裁判例結果詳細
最高裁判所判例集
- 事件番号
昭和43(あ)487
- 事件名
公職選挙法違反
- 裁判年月日
昭和44年3月18日
- 法廷名
最高裁判所第三小法廷
- 裁判種別
判決
- 結果
棄却
- 判例集等巻・号・頁
刑集 第23巻3号179頁
- 原審裁判所名
東京高等裁判所
- 原審事件番号
- 原審裁判年月日
昭和43年2月12日
- 判示事項
一 公職選挙法一四二条一項にいう選挙運動のために使用する文書の意義
二 公職選挙法一四二条一項にいう選挙運動のために使用する文書にあたるとされた事例
三 公職選挙法一四二条一項の選挙運動用文書頒布禁止の趣旨
四 選挙の公示または告示後におけるいわゆる候補者推薦依頼行為と選挙運動との関係
- 裁判要旨
一 公職選挙法一四二条一項にいう選挙運動のために使用する文書とは、文書の外形内容自体から見て選挙運動のために使用すると推知されうるものでなければならないが、選挙運動のために使用されることが、その文書の本来の、ないしは主たる目的であることを要するものではなく、また、その選挙運動において支持されている候補者(または立候補が予測ないし予定された者)は、一人であることを必要とせず、特定されていれば、複数人であつてもさしつかえない。

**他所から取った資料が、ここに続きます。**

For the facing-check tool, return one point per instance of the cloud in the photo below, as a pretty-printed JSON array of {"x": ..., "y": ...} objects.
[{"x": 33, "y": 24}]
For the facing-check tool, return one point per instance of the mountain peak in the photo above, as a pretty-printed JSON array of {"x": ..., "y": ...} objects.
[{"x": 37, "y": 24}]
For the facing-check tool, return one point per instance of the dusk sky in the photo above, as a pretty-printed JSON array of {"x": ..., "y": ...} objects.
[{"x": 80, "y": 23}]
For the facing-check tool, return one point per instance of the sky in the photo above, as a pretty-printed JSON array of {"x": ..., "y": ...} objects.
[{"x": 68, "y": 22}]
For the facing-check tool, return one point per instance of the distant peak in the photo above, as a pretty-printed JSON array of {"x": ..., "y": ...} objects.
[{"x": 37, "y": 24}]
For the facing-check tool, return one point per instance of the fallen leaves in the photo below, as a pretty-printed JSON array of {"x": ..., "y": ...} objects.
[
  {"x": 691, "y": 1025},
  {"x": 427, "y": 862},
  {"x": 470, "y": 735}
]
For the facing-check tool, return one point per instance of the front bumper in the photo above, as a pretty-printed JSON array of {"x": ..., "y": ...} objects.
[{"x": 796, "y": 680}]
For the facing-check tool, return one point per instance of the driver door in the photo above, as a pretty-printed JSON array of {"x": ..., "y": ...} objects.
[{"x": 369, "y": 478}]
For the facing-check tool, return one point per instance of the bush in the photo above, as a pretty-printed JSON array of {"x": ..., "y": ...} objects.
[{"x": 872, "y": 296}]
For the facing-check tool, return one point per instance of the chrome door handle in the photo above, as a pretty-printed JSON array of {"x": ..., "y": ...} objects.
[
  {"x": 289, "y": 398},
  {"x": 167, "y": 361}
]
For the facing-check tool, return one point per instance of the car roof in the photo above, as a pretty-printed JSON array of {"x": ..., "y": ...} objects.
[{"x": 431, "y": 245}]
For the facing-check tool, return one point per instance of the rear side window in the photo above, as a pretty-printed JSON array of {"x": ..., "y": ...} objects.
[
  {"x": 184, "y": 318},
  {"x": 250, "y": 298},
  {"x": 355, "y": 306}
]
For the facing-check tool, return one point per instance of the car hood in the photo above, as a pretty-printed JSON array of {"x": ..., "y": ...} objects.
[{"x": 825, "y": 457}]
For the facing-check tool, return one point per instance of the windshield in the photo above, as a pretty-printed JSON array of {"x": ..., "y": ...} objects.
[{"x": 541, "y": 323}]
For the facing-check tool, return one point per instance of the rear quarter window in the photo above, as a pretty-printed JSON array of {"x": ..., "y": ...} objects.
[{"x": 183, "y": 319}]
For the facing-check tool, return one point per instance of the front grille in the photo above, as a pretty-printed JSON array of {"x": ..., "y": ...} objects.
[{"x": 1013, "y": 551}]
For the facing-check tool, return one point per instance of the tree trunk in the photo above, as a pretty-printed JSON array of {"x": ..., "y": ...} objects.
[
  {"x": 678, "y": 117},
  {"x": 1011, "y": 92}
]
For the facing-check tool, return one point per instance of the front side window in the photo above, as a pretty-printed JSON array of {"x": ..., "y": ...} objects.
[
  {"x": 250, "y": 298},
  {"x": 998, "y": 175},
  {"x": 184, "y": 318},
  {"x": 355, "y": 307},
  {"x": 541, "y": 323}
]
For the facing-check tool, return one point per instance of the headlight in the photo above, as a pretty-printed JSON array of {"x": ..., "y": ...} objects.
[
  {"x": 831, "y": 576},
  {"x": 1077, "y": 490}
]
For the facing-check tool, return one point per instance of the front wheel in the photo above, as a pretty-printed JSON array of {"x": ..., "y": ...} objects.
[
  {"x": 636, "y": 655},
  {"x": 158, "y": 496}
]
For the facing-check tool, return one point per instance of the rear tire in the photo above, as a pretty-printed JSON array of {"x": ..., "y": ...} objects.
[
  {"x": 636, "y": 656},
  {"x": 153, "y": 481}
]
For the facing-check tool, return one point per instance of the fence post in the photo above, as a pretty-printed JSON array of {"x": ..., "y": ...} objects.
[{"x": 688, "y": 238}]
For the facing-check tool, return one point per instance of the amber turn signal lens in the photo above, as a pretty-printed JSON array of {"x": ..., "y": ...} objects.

二 甲政党の東京都議会議員選挙立候補予定者二九名の氏名、年齢、現職、選挙区を記載した「甲政党東京都議会議員選挙予定立候補者一覧」と題する文書は、公職選挙法一四二条一項にいう選挙運動のために使用する文書にあたる。
三 公職選挙法一四二条一項は、同条項所定の文書を選挙運動として頒布することを禁止したものであり、これを選挙運動の準備行為として頒布することまで禁止したものではない。
四 ある選挙の公示または告示後の時期において、その選挙に関し、ある者が、外部から、他の個人または団体に対し、特定の者を、支持すべき候補者として、他の者または団体構成員に推薦されたい旨の依頼をする行為は、特別の事情のない限り、もはや選挙運動の準備行為ではなく、その実質は投票依頼行為であつて、選挙運動にあたるものと認めるのが相当である。